Terdapat juga UU no. 36 Tahun 1999 tentang Telekomunikasi yang mengatur: setiap penyelenggaraan telekomunikasi harus mendapatkan izin dari pemerintah (pasal 11) dan salah satu bentuk penyelenggaraan telekomunikasi adalah penyelenggaraan jaringan telekomunikasi (pasal 7). UU ini bahkan sama sekali tidak menyentuh penyiaran dengan lebih jauh sehingga sudah sangat tidak relevan dan efisien dalam penggunaanya, namun ada satu hal menarik dalam UU ini adalah peraturan penyelenggaraan jaringan tertutup yang akan diatur kemudian pada pasal 33 KM 20 / 2001. Sepertinya regulasi mengenai pengadaan infrastruktur tetap masih akan berpatokan pada UU no. 36 / 1999 ini.

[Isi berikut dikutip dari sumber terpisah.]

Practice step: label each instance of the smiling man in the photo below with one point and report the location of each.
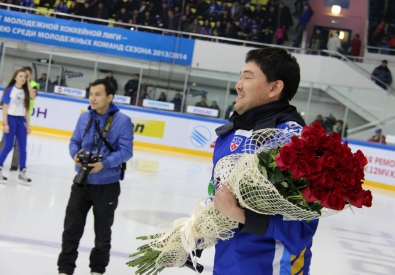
(262, 244)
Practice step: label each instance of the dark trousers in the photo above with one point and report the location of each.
(17, 126)
(104, 199)
(14, 163)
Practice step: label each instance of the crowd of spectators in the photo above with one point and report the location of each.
(265, 23)
(382, 26)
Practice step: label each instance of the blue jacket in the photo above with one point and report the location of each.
(120, 137)
(265, 244)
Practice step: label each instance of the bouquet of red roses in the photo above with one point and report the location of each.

Pemerintah juga memutuskan dan melakukan sebuah tindakan dengan menyusun dan disahkannya Undang undang Informasi Transaksi Elektronik (UU ITE) oleh DPR tanggal 25 Maret 2008 oleh DPR mengenai aturan-aturan yang berkaitan dengan keberadaan Internet yang menurut saya hanya bisa mengikat kasus-kasus yang terkait pada teknologi web 1.0 dan bukan pada penerusnya web 2.0.

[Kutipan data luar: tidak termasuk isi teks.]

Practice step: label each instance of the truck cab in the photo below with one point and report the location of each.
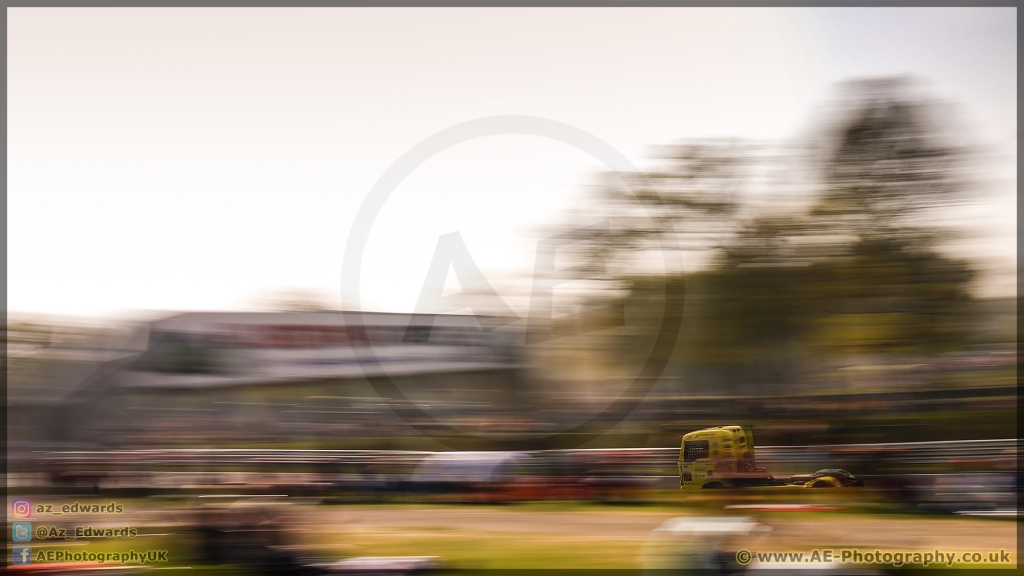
(720, 457)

Melihat hal ini kita seharusnya sadar bahwa regulasi penyiaran tahun 2002 sudah mulai dipertanyakan keefektifannya dan sudah saatnya menyusun sebuah rencana baru untuk pengaturan penyiaran di Indonesia. Hal tersebut mengingat bahwa UU no. 32 / 2002:
  1. Tidak membicarakan adanya antisipasi perpindahan sistem analog kepada sistem digital. Pada prakteknya saat ini hampir semua perangkat mulai mendukung dan menggunakan fasilitas digital.
  2. Tidak tertuang bagaimana media dapat berkonvergensi dengan teknologi telekomunikasi yang memungkinkan adanya feedback dan partisipasi langsung.
  3. Media konvergensi menawarkan dan melakukan semua yang belum bisa dilakukan media konvensional. (dalam konteks media massa).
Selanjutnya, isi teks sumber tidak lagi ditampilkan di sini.